Starboard and portside views of a notional HMS Queen Elizabeth in 1970, as well as a view from directly above showing the “parallel deck” layout of the flight deck. Image by Wakazashi, Hood, and Bombhead; CoA courtesy of K.W. Vestergaard

CVA-01 was designed with a “parallel deck” arrangement. There was a 3-degree angled deck to port, with a large parking area to starboard. The parallel deck design moved the arresting gear forward toward the midpoint of the ship, which would help with landing in rough weather, as there would be less of a pitching movement at the midpoint of the ship than with the wires right aft. In addition, rather than the rounddown of the flight deck overhanging the hangar at the stern of the ship, there was a small quarterdeck onto which the hangar opened, where aircraft could be moved for engine tests. The quarterdeck would also have mounted a twin-arm Sea Dart surface-to-air missile launcher to protect against enemy aircraft. Two elevators, one on the deck edge astern of the island and one inboard and forward of the island, could move aircraft to and from the hangar deck without affecting flight operations. A flight deck view of today’s HMS Queen Elizabeth shows a similar, very wide flight deck. Because the ship is configured to operate STOVL F-35Bs, there is a relatively spacious parking area to starboard of the landing area, reminiscent of CVA-01’s parallel deck.

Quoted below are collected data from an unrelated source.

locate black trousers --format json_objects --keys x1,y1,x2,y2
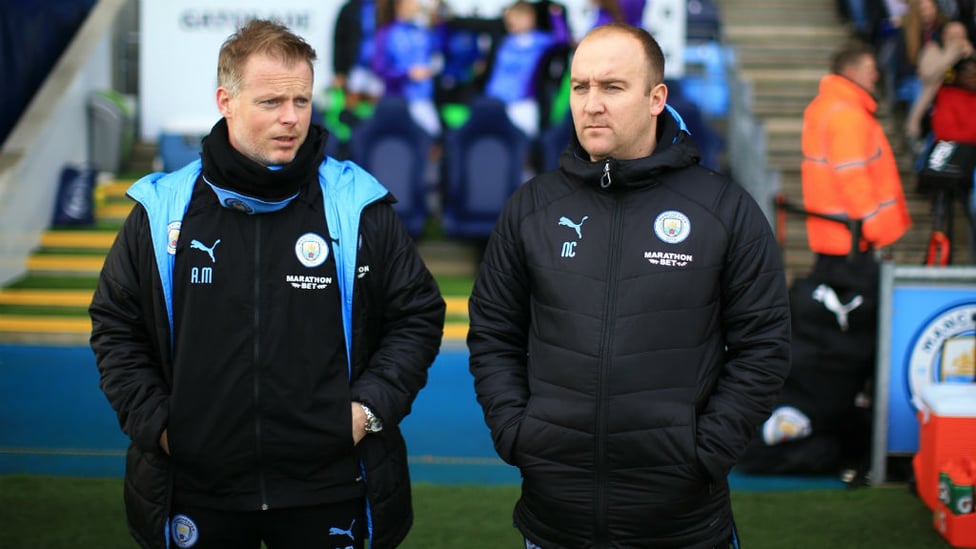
[{"x1": 168, "y1": 499, "x2": 365, "y2": 549}]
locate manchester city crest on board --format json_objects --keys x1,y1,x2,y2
[{"x1": 907, "y1": 303, "x2": 976, "y2": 407}]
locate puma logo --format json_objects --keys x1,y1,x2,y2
[
  {"x1": 558, "y1": 215, "x2": 589, "y2": 239},
  {"x1": 329, "y1": 519, "x2": 356, "y2": 541},
  {"x1": 811, "y1": 283, "x2": 863, "y2": 332},
  {"x1": 190, "y1": 239, "x2": 221, "y2": 263}
]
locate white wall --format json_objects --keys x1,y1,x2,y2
[{"x1": 139, "y1": 0, "x2": 340, "y2": 140}]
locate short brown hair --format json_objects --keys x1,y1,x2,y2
[
  {"x1": 830, "y1": 42, "x2": 874, "y2": 76},
  {"x1": 218, "y1": 19, "x2": 317, "y2": 96},
  {"x1": 580, "y1": 23, "x2": 666, "y2": 89}
]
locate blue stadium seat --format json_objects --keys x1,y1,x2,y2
[
  {"x1": 536, "y1": 110, "x2": 572, "y2": 173},
  {"x1": 680, "y1": 41, "x2": 731, "y2": 119},
  {"x1": 686, "y1": 0, "x2": 722, "y2": 43},
  {"x1": 157, "y1": 131, "x2": 204, "y2": 172},
  {"x1": 667, "y1": 79, "x2": 724, "y2": 171},
  {"x1": 349, "y1": 97, "x2": 433, "y2": 238},
  {"x1": 441, "y1": 97, "x2": 531, "y2": 239}
]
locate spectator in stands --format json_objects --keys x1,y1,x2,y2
[
  {"x1": 588, "y1": 0, "x2": 647, "y2": 28},
  {"x1": 535, "y1": 0, "x2": 574, "y2": 43},
  {"x1": 434, "y1": 13, "x2": 492, "y2": 108},
  {"x1": 876, "y1": 0, "x2": 911, "y2": 105},
  {"x1": 904, "y1": 20, "x2": 974, "y2": 143},
  {"x1": 468, "y1": 23, "x2": 790, "y2": 549},
  {"x1": 892, "y1": 0, "x2": 950, "y2": 106},
  {"x1": 484, "y1": 0, "x2": 557, "y2": 138},
  {"x1": 89, "y1": 19, "x2": 445, "y2": 549},
  {"x1": 332, "y1": 0, "x2": 385, "y2": 113},
  {"x1": 801, "y1": 42, "x2": 911, "y2": 278},
  {"x1": 841, "y1": 0, "x2": 874, "y2": 40},
  {"x1": 372, "y1": 0, "x2": 444, "y2": 137},
  {"x1": 930, "y1": 55, "x2": 976, "y2": 141}
]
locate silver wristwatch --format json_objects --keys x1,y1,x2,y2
[{"x1": 361, "y1": 404, "x2": 383, "y2": 434}]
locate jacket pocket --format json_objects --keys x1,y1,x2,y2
[{"x1": 123, "y1": 442, "x2": 171, "y2": 549}]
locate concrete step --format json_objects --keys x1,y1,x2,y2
[
  {"x1": 724, "y1": 24, "x2": 851, "y2": 44},
  {"x1": 0, "y1": 287, "x2": 471, "y2": 317},
  {"x1": 417, "y1": 240, "x2": 479, "y2": 277},
  {"x1": 0, "y1": 314, "x2": 472, "y2": 346},
  {"x1": 26, "y1": 255, "x2": 106, "y2": 276},
  {"x1": 0, "y1": 289, "x2": 93, "y2": 307},
  {"x1": 0, "y1": 315, "x2": 93, "y2": 345},
  {"x1": 40, "y1": 230, "x2": 118, "y2": 251},
  {"x1": 0, "y1": 298, "x2": 474, "y2": 344}
]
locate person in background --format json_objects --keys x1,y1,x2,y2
[
  {"x1": 89, "y1": 18, "x2": 445, "y2": 549},
  {"x1": 876, "y1": 0, "x2": 911, "y2": 106},
  {"x1": 930, "y1": 55, "x2": 976, "y2": 142},
  {"x1": 891, "y1": 0, "x2": 950, "y2": 109},
  {"x1": 484, "y1": 0, "x2": 557, "y2": 138},
  {"x1": 434, "y1": 12, "x2": 494, "y2": 108},
  {"x1": 372, "y1": 0, "x2": 444, "y2": 138},
  {"x1": 904, "y1": 20, "x2": 974, "y2": 144},
  {"x1": 801, "y1": 42, "x2": 911, "y2": 286},
  {"x1": 588, "y1": 0, "x2": 647, "y2": 28},
  {"x1": 332, "y1": 0, "x2": 385, "y2": 113},
  {"x1": 467, "y1": 23, "x2": 791, "y2": 549}
]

Like today’s Queen Elizabeth, CVA-01 also originally had two islands; the area between them was later revised in the design stage to incorporate a “garage” for the deck tractors and other equipment, and the decks above this space were then divided into offices and squadron spaces, so that the islands appeared to be one continuous unit. CVA-01’s island was located farther inboard on the flight deck than in typical aircraft carrier designs, so that aircraft could taxi to the starboard catapult outboard of the island on what was called the “Alaska Highway.” This would facilitate simultaneous launch and recovery operations. In fact, up to 30 aircraft could be parked on deck without obstructing the angled deck.

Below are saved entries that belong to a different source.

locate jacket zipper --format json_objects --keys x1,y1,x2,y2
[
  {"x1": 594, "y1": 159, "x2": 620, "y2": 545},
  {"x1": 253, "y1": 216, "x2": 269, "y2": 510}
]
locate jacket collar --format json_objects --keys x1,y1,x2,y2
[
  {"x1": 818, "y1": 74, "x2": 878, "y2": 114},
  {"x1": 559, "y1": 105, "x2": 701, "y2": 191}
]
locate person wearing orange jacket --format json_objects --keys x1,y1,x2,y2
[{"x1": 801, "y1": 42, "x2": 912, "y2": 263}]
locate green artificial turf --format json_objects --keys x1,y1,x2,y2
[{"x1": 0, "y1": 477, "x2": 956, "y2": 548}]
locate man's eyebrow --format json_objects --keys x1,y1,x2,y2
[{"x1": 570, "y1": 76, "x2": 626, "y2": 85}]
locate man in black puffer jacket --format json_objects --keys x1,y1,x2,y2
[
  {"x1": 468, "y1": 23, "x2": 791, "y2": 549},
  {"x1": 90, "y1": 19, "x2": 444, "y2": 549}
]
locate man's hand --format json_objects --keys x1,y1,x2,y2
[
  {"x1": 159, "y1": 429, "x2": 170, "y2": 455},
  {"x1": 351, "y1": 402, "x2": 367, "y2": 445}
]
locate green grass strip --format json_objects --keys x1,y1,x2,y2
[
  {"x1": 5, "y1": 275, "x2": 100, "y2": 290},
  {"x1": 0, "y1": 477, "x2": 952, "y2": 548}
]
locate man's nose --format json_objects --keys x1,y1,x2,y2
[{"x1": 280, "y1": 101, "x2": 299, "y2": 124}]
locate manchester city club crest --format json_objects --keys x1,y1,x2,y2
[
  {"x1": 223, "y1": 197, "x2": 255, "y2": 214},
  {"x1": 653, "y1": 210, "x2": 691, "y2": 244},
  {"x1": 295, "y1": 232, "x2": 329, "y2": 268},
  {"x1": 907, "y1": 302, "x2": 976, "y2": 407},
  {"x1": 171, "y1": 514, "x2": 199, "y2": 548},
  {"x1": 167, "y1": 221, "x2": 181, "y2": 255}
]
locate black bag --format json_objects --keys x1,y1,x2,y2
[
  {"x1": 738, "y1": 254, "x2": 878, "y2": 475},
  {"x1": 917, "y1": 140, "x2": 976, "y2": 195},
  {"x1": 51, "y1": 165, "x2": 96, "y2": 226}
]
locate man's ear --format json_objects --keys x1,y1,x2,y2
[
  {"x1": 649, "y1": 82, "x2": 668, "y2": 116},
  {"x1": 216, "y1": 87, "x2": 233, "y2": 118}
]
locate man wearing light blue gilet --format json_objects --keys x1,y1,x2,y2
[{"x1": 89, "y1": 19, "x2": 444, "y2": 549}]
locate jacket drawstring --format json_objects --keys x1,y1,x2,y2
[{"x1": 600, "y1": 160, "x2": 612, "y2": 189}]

CVA-02 was to have been named HMS Duke of Edinburgh, and CVA-03 HMS Prince of Wales, which makes for yet another parallel, as the second aircraft carrier in the 21st century’s Queen Elizabeth class is also to be named HMS Prince of Wales.

All three aircraft carriers of the class were cancelled in February 1966, in the wake of the 1966 Defense White Paper. Luckily, this time history has not repeated itself, and it seems the Royal Navy is finally well on the way to receiving the large deck aircraft carrier it should have had nearly 50 years ago.